El número de autorizaciones para suicidarse y el de suicidios efectivos al amparo de la ley de Oregón sigue una tendencia ascendente

Inducción al suicidio
Las iniciativas a favor del suicidio asistido han hecho surgir en Estados Unidos asociaciones de médicos que defienden el respeto a la vida. Una de ellas es Physicians for Compassionate Care (PCC), creada después de que, en 1994, los votantes de Oregón aprobaran el suicidio asistido. El portal de PCC “constituye una importante e interesante muestra de la postura de un significativo número de profesionales de la medicina respecto a la necesidad de ofrecer, como alternativa a cientos de pacientes que sufren, una forma más humanizada para morir verdaderamente con dignidad”.

Organizaciones como esa “denuncian el hecho de que en una sociedad como la americana, donde los niveles de cobertura para las clases más necesitadas son muy deficientes y donde es frecuente que una persona diagnosticada, por ejemplo de cáncer, a veces no pueda seguir sus sesiones de quimioterapia al no poder pagarlas, paradójicamente –y como única alternativa al dolor— se le ofrezca el suicidio asistido.
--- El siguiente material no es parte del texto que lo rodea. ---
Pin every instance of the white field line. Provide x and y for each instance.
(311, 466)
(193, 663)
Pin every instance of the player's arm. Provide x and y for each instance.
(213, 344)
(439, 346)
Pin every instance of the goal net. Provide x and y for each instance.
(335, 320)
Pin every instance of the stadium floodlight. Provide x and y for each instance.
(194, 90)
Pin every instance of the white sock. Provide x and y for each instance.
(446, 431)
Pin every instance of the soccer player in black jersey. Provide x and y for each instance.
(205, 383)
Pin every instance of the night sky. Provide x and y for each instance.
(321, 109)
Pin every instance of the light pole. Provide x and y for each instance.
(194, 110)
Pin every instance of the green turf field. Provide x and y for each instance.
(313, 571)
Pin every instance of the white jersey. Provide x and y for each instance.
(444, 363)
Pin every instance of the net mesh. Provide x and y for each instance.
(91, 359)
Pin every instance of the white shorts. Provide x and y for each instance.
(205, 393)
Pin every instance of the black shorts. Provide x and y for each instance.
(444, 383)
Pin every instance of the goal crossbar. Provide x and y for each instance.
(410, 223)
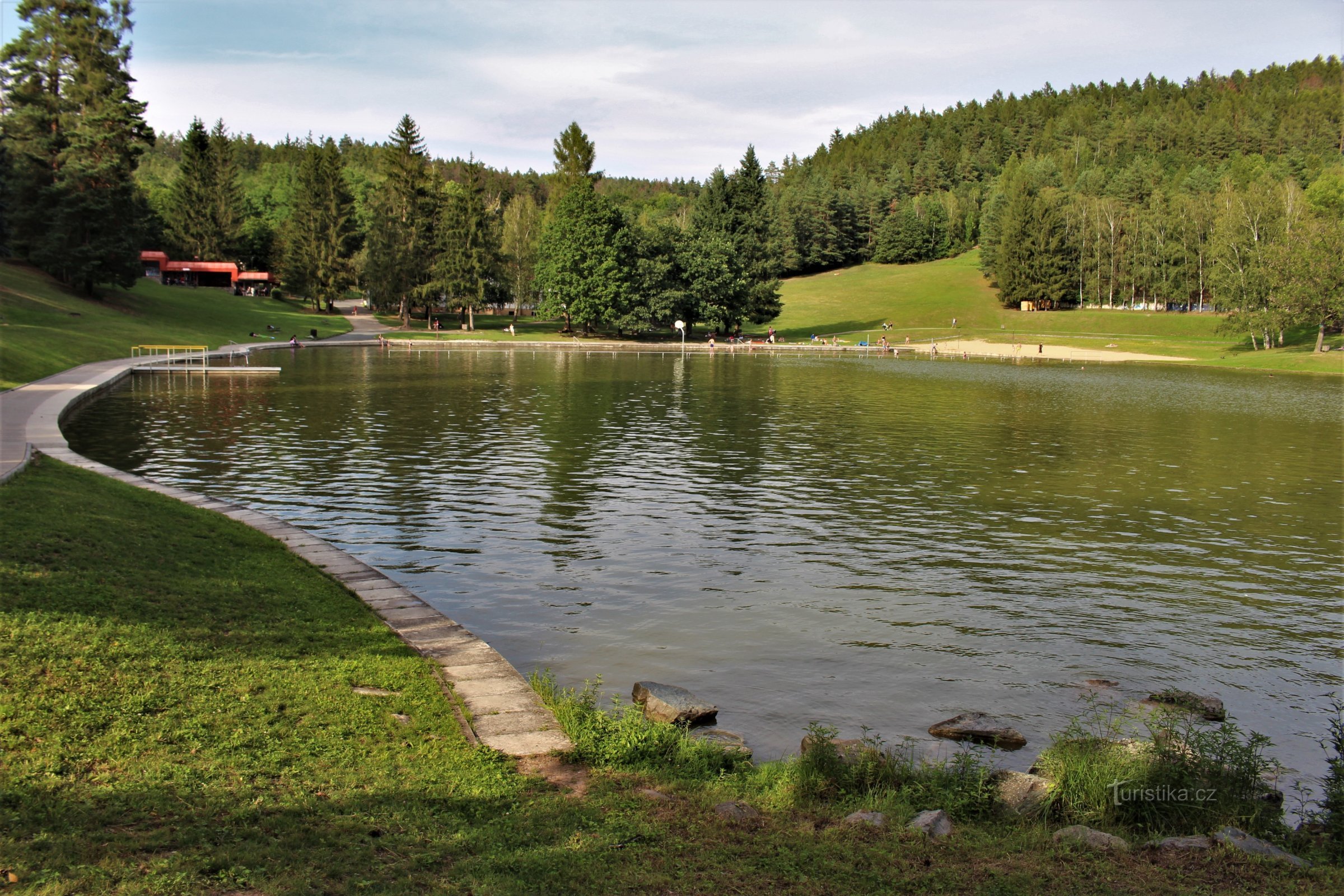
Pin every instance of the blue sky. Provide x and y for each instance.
(664, 89)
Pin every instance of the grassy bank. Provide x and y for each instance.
(45, 328)
(922, 300)
(178, 716)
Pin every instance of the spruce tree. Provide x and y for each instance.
(585, 261)
(73, 136)
(401, 225)
(320, 237)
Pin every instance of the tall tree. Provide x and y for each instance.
(467, 254)
(73, 136)
(575, 157)
(321, 238)
(401, 223)
(585, 261)
(522, 230)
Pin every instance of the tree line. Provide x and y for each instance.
(1222, 191)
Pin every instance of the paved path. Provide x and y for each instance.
(507, 715)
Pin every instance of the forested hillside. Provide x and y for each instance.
(1226, 191)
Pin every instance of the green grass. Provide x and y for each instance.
(922, 300)
(45, 328)
(176, 716)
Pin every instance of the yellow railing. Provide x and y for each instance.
(171, 354)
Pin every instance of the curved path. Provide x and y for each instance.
(506, 713)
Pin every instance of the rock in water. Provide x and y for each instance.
(1085, 836)
(1237, 839)
(979, 729)
(1182, 844)
(669, 703)
(736, 810)
(726, 739)
(870, 819)
(1020, 794)
(933, 823)
(1202, 706)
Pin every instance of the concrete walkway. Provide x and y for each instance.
(506, 712)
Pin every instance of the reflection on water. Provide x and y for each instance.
(862, 542)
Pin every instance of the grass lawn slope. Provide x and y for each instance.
(45, 328)
(178, 716)
(922, 300)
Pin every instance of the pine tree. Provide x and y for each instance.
(575, 157)
(585, 261)
(401, 223)
(73, 136)
(321, 237)
(522, 228)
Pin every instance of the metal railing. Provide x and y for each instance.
(172, 354)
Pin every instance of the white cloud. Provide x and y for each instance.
(664, 89)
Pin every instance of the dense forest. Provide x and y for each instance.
(1224, 193)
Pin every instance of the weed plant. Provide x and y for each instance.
(623, 738)
(1179, 776)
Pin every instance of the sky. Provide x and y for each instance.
(664, 89)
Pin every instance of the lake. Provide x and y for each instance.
(862, 542)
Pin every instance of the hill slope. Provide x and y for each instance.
(46, 329)
(922, 300)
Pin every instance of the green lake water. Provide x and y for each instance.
(865, 542)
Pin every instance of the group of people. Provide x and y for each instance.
(293, 340)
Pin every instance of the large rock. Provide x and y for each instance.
(1085, 836)
(669, 703)
(736, 812)
(848, 749)
(870, 819)
(1237, 839)
(726, 739)
(1180, 844)
(1203, 706)
(979, 729)
(1019, 793)
(935, 823)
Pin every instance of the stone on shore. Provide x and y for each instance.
(1237, 839)
(848, 749)
(1210, 708)
(935, 823)
(1182, 844)
(870, 819)
(726, 739)
(736, 812)
(669, 703)
(1020, 793)
(982, 729)
(1085, 836)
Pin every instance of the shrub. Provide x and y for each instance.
(623, 738)
(878, 773)
(1186, 776)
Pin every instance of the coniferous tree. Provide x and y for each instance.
(321, 238)
(73, 136)
(585, 261)
(401, 223)
(522, 230)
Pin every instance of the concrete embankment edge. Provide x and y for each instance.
(506, 713)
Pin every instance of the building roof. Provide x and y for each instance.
(214, 268)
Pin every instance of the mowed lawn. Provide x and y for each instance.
(922, 300)
(178, 716)
(46, 328)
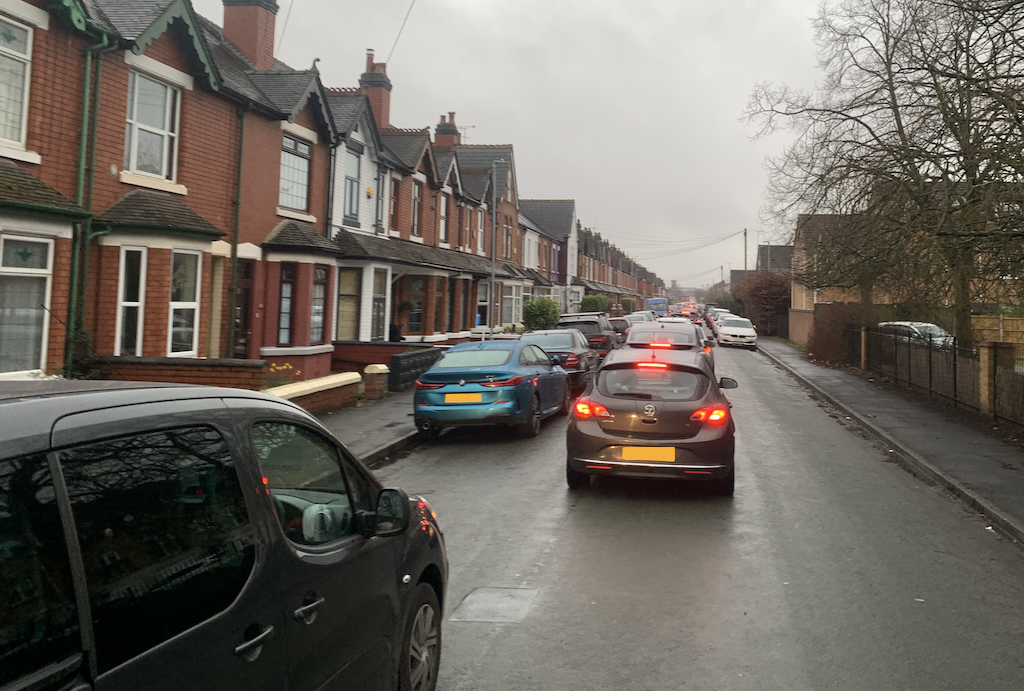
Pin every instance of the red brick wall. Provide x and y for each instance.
(238, 374)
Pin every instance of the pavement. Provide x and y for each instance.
(981, 471)
(978, 469)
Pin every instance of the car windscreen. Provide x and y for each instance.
(588, 328)
(488, 357)
(549, 341)
(673, 336)
(651, 383)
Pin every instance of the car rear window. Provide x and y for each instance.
(547, 341)
(673, 336)
(588, 328)
(474, 358)
(656, 384)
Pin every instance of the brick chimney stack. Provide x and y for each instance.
(250, 26)
(377, 86)
(446, 134)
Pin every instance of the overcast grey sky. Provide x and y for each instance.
(629, 106)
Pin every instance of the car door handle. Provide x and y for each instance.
(254, 646)
(307, 613)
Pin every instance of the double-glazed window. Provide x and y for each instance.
(38, 616)
(416, 287)
(286, 304)
(417, 210)
(295, 157)
(15, 56)
(25, 282)
(352, 162)
(164, 532)
(349, 281)
(442, 230)
(318, 305)
(152, 136)
(184, 303)
(131, 297)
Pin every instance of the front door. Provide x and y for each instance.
(339, 589)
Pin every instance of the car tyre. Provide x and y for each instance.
(727, 485)
(421, 648)
(531, 427)
(574, 479)
(566, 400)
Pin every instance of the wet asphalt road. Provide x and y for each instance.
(830, 568)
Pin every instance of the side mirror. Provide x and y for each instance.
(392, 513)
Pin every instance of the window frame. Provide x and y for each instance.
(308, 158)
(173, 305)
(291, 281)
(323, 304)
(132, 125)
(46, 273)
(138, 304)
(27, 95)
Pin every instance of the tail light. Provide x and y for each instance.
(715, 415)
(504, 382)
(588, 408)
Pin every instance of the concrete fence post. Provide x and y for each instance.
(375, 381)
(863, 348)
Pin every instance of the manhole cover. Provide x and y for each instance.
(500, 605)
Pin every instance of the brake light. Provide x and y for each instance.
(713, 416)
(588, 408)
(504, 382)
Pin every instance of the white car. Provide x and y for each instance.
(737, 331)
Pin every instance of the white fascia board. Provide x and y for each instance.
(162, 72)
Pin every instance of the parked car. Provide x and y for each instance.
(653, 414)
(579, 357)
(737, 331)
(596, 327)
(163, 536)
(920, 333)
(491, 383)
(622, 327)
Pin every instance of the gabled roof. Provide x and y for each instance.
(140, 22)
(295, 236)
(478, 158)
(555, 217)
(158, 212)
(409, 146)
(359, 246)
(20, 191)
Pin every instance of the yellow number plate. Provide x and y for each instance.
(462, 398)
(663, 454)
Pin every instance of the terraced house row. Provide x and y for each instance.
(174, 200)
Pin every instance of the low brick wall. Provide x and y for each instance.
(232, 373)
(324, 394)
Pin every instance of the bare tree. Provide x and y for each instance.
(916, 134)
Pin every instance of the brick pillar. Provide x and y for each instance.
(375, 381)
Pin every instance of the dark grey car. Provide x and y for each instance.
(196, 537)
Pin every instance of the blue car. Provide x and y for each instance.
(492, 383)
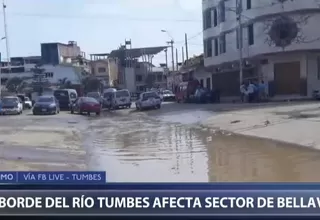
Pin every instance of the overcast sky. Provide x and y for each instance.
(101, 25)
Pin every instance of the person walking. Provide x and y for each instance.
(243, 91)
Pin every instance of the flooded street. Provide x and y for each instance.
(166, 145)
(171, 147)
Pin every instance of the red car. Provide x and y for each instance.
(86, 104)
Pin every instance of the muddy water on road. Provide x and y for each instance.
(140, 149)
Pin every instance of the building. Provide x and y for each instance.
(130, 68)
(59, 60)
(280, 44)
(100, 69)
(57, 53)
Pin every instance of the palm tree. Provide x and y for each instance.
(64, 83)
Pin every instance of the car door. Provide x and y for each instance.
(75, 105)
(57, 103)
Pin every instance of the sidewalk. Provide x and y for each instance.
(296, 123)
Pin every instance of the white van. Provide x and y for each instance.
(107, 97)
(121, 98)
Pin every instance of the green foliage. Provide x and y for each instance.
(92, 84)
(14, 84)
(65, 83)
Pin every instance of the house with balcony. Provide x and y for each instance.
(59, 61)
(278, 42)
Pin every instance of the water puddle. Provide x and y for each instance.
(138, 149)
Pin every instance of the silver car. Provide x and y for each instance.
(148, 100)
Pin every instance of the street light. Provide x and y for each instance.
(3, 38)
(171, 44)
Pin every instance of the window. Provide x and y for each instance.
(221, 12)
(138, 78)
(208, 47)
(222, 44)
(215, 17)
(208, 19)
(102, 70)
(248, 4)
(238, 6)
(238, 38)
(318, 64)
(216, 47)
(250, 35)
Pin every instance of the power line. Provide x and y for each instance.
(115, 18)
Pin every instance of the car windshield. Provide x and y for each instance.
(45, 99)
(9, 100)
(93, 94)
(107, 94)
(149, 95)
(167, 92)
(120, 94)
(88, 99)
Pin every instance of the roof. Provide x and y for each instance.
(138, 52)
(100, 54)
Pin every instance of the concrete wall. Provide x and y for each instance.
(58, 72)
(255, 15)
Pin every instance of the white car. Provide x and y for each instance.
(11, 105)
(148, 100)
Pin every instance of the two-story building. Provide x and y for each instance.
(279, 44)
(58, 60)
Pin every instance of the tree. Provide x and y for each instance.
(92, 84)
(150, 79)
(14, 84)
(65, 83)
(39, 79)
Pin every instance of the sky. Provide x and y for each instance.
(99, 26)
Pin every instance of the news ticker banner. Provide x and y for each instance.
(53, 178)
(161, 201)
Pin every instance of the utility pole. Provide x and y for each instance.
(172, 53)
(182, 53)
(186, 42)
(6, 34)
(240, 40)
(166, 53)
(177, 60)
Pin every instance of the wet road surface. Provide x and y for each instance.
(166, 145)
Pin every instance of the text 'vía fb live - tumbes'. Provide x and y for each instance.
(160, 202)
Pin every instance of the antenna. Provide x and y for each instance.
(6, 33)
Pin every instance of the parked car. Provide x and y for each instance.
(27, 103)
(86, 104)
(121, 98)
(96, 95)
(11, 105)
(168, 96)
(65, 97)
(107, 97)
(148, 100)
(46, 105)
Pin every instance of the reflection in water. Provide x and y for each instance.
(140, 150)
(147, 151)
(240, 159)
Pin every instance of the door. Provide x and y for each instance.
(208, 83)
(287, 78)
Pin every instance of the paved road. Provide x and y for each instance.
(166, 145)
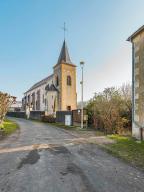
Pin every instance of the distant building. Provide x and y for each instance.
(137, 40)
(16, 106)
(56, 92)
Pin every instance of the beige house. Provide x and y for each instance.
(137, 40)
(56, 92)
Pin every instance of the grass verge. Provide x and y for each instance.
(9, 127)
(127, 149)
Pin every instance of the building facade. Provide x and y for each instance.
(56, 92)
(137, 40)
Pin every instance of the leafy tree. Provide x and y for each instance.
(111, 109)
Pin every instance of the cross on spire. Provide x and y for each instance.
(64, 29)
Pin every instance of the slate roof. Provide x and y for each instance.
(40, 83)
(51, 88)
(64, 55)
(136, 33)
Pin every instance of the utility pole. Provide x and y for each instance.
(82, 65)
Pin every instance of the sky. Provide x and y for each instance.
(31, 37)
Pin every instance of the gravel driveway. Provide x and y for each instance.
(42, 158)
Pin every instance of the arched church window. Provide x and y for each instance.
(57, 81)
(68, 80)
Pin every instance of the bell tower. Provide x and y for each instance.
(65, 80)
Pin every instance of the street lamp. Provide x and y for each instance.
(82, 65)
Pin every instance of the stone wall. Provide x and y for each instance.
(37, 115)
(60, 116)
(17, 114)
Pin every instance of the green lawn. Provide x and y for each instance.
(9, 126)
(128, 149)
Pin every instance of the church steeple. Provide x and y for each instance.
(64, 55)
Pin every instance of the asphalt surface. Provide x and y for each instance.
(41, 158)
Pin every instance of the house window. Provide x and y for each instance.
(68, 108)
(68, 80)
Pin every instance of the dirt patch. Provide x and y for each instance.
(60, 150)
(75, 170)
(31, 158)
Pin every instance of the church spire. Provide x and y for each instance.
(64, 55)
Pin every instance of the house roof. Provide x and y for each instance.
(51, 88)
(135, 33)
(42, 82)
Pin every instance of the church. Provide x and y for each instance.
(57, 92)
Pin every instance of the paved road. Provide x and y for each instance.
(41, 158)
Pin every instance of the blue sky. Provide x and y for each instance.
(31, 39)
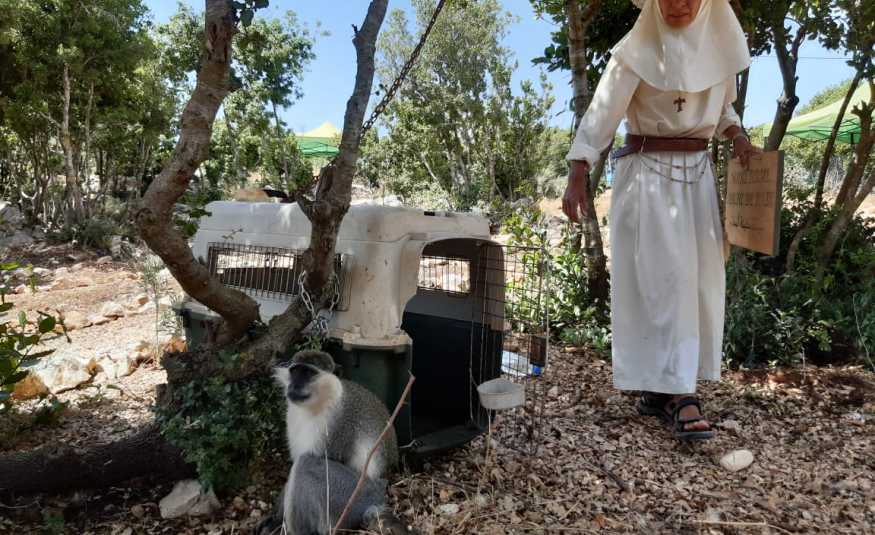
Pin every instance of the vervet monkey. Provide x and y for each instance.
(327, 417)
(325, 413)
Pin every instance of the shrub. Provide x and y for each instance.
(775, 317)
(222, 427)
(18, 339)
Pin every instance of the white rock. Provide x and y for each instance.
(448, 509)
(75, 320)
(188, 498)
(731, 425)
(148, 307)
(737, 460)
(18, 239)
(113, 366)
(60, 373)
(112, 310)
(30, 387)
(97, 319)
(165, 303)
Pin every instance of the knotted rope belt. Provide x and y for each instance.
(635, 144)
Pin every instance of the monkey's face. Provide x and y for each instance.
(302, 383)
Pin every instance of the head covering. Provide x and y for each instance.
(691, 59)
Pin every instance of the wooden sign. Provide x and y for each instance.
(753, 202)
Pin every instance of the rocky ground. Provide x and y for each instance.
(595, 467)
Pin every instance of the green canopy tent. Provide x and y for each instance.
(317, 147)
(817, 125)
(320, 142)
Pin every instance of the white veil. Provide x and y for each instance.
(692, 59)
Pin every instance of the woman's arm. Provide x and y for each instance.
(595, 132)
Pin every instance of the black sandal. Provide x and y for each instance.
(678, 424)
(654, 404)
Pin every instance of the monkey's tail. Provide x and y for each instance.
(380, 519)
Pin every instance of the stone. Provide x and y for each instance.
(737, 460)
(18, 239)
(115, 365)
(32, 386)
(120, 248)
(448, 509)
(10, 217)
(60, 373)
(730, 425)
(97, 319)
(74, 319)
(188, 498)
(165, 303)
(148, 307)
(112, 310)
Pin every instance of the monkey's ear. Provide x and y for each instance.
(282, 376)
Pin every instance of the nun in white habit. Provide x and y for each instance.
(673, 78)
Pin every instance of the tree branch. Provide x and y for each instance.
(155, 213)
(364, 474)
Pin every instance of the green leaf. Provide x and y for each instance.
(47, 324)
(14, 378)
(246, 17)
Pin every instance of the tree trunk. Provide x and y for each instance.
(154, 216)
(74, 212)
(57, 468)
(787, 60)
(829, 150)
(855, 194)
(147, 453)
(594, 254)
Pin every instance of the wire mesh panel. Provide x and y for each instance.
(514, 306)
(265, 272)
(446, 274)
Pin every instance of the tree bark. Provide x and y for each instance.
(597, 274)
(787, 61)
(855, 194)
(829, 150)
(57, 468)
(53, 470)
(74, 212)
(154, 217)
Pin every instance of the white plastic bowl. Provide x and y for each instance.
(500, 394)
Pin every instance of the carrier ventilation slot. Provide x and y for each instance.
(267, 272)
(446, 274)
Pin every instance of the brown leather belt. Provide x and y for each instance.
(636, 143)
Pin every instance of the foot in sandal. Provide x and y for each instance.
(683, 414)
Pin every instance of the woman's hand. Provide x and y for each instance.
(576, 193)
(741, 145)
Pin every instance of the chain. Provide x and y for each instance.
(321, 318)
(381, 106)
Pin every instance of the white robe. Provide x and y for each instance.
(667, 271)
Este, por ejemplo, fue el caso, entre otros, de Barbara Wagner en el estado de Oregón”.

Además, anota Medina, la legalización del suicidio asistido u otras formas de eutanasia puede favorecer la inducción al suicidio. Un estudio de Julie E. Malphurs y Donna Cohen indica que las mujeres mayores corren especial peligro. Una cuarta parte de los inductores al suicidio tienen antecedentes de violencia doméstica. Dos de cada cinco eran hombres que se encargaban de cuidar a sus esposas. Los hombres tienen sus propios riesgos: el 80% de los que se suicidan vivían solos y sufrían depresión. Por tanto, no se puede descartar el riesgo de que personas vulnerables acusen más la presión para suicidarse cuando ello es una salida permitida por la ley.